The Detroit to which I came three months later could not have differed more from the idyllic college landscape. The neighborhood into which I ventured was the epitome of urban decay. On either side of the streets, pockmarked with potholes, were flimsy homes that had been hastily built for the influx of workers who had migrated to Detroit from the South, Appalachia, and Europe during the early decades of the 20th century. They sought work in the auto plants, at the $5-a-day rate promised by auto magnate Henry Ford. Sprinkled among the houses were mom-and-pop grocery stores and junkyards, whose contents were deemed more valuable than the people living beside them.
The young men of the neighborhood joked bitterly that the juvenile detention center–built at the northern end of the community–was put there to remind them that they had better keep an eye out for the “Big 4,” teams of burly white cops who were just waiting for a chance to inflict street justice on the African American populace.
That the community was called “Forest Park” was proof that a city official with a mean sense of humor had named the area. The conditions were so bad, the local newspapers had labeled the neighborhood “Detroit’s Worst Slum.” But for me, Forest Park was an area filled with the energy of people who were fed up with the abysmal conditions in which they were forced to live. Under the leadership of their charismatic leader, Chris Alston–the man I was later to marry and then lose to illness–the residents were ready to challenge the government bureaucrats and transform their neighborhood so that it might one day live up to its name.

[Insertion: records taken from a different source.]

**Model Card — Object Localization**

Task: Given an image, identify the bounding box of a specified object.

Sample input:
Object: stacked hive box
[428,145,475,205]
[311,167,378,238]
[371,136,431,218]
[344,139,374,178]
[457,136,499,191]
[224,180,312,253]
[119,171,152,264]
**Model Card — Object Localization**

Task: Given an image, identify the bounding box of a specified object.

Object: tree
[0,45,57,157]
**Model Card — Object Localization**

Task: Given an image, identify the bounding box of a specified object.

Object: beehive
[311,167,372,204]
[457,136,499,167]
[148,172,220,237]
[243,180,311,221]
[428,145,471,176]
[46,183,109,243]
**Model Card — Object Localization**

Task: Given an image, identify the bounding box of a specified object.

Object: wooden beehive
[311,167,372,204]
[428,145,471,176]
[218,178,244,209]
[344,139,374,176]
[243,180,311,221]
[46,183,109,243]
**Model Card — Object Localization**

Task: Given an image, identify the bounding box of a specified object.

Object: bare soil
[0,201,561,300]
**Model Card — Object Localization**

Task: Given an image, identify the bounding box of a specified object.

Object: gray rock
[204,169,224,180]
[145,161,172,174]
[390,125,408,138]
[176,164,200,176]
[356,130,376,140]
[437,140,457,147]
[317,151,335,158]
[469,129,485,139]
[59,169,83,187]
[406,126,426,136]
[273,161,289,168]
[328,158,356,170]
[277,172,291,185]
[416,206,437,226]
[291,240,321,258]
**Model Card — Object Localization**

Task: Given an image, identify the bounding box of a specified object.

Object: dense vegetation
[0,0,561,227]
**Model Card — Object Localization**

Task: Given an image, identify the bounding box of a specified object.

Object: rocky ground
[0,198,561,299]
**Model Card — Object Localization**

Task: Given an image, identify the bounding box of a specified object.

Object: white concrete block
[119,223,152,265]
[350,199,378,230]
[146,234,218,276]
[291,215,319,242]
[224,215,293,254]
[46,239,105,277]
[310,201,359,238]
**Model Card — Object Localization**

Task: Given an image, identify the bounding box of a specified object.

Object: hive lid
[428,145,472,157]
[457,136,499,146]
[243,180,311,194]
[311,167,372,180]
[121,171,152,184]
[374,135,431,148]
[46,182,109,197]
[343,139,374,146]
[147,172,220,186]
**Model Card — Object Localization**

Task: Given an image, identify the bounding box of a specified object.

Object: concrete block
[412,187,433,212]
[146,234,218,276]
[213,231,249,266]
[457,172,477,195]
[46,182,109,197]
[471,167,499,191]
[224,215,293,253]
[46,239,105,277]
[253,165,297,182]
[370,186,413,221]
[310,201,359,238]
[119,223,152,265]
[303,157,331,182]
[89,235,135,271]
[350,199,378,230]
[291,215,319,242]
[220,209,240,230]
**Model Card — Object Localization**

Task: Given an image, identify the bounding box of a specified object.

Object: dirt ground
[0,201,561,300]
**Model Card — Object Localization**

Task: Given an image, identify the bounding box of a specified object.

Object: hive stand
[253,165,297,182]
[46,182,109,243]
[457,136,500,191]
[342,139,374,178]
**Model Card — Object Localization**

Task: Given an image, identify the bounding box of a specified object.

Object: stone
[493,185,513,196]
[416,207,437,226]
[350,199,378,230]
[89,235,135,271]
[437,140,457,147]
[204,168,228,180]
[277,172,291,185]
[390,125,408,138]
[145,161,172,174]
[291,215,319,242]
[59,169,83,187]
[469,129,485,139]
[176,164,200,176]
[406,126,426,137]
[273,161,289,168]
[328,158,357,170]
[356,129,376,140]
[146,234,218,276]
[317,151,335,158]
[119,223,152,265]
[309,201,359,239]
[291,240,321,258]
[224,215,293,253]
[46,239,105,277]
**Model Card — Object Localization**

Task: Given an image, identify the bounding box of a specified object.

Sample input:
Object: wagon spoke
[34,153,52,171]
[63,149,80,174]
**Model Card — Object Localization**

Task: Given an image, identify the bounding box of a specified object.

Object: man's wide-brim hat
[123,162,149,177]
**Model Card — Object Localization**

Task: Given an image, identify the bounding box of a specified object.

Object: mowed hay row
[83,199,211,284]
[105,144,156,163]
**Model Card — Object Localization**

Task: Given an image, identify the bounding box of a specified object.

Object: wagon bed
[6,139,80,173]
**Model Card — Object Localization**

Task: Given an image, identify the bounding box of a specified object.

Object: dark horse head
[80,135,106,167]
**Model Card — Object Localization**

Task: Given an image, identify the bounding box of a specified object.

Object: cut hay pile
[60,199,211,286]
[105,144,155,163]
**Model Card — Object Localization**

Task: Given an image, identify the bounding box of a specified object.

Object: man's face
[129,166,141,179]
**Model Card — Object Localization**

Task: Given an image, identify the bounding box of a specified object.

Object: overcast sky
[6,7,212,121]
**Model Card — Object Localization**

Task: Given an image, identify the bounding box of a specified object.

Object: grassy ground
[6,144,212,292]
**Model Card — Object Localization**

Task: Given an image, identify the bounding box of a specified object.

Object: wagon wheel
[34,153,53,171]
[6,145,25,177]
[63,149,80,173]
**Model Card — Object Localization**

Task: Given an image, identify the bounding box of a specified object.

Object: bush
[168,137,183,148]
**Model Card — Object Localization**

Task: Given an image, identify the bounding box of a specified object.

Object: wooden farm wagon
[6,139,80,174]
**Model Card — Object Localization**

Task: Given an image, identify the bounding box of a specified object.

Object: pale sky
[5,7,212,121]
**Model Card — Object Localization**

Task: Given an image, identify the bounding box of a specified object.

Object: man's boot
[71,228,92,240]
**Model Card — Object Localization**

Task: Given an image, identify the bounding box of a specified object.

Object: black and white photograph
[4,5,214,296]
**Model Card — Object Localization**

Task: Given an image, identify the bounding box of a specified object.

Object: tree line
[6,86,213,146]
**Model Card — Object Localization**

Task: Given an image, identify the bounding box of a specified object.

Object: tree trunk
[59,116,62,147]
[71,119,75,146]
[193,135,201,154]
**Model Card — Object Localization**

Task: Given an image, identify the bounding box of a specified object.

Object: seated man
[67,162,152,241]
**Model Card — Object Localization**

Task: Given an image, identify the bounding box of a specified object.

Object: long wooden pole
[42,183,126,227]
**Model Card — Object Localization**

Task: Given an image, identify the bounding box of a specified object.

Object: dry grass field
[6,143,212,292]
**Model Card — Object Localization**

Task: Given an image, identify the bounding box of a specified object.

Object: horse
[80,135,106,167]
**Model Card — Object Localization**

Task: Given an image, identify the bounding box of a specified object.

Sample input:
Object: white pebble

Armed with my degree, and an enormous desire to be involved in change-making activities, I snuggled into the human warmth and stubborn commitment that defined Forest Park. The College had prepared me well for this flight into the unknown, this cauldron of despair and hope. Lewis & Clark had taught me to love crawling inside the skin of people from different races and backgrounds when it sent me to France as part of an overseas study program. I had been a complete stranger from another culture–and from a country involved in an unpopular war–yet I was warmly welcomed.
Lewis & Clark had also allowed me to develop my own work-study opportunities. I worked in a home for adolescent girls in France as well as an inner-city school and a church-sponsored community service center in Portland–all within a mere four years.
Thanks to our wonderful school, I experienced the exquisite pleasure of doing the hard but satisfying work of uncovering what was really important to poor and working people–being able to buy their own homes, nurture close ties with their neighbors, keep each other safe, educate their children, and fight city hall to get what they needed.
As part of the handful of Lewis & Clark students who took part in antiwar activities, I knew about standing up to government. On the streets of Portland, I learned to respect the power of group protests. So it was with pride that I joined with the people of Forest Park when my husband suggested we carry our “Save Forest Park” signs into Detroit City Council meetings or stage sit-ins at the city housing offices to assure the release of federal urban renewal money that would rebuild our community.
Lewis & Clark College taught me to hear that hum that vibrates through my body when my beliefs and actions are in perfect alignment. It is the sound that guided me when I was young. It is the sound that will guide me as I move into old age–no doubt, with a picket sign in my hands.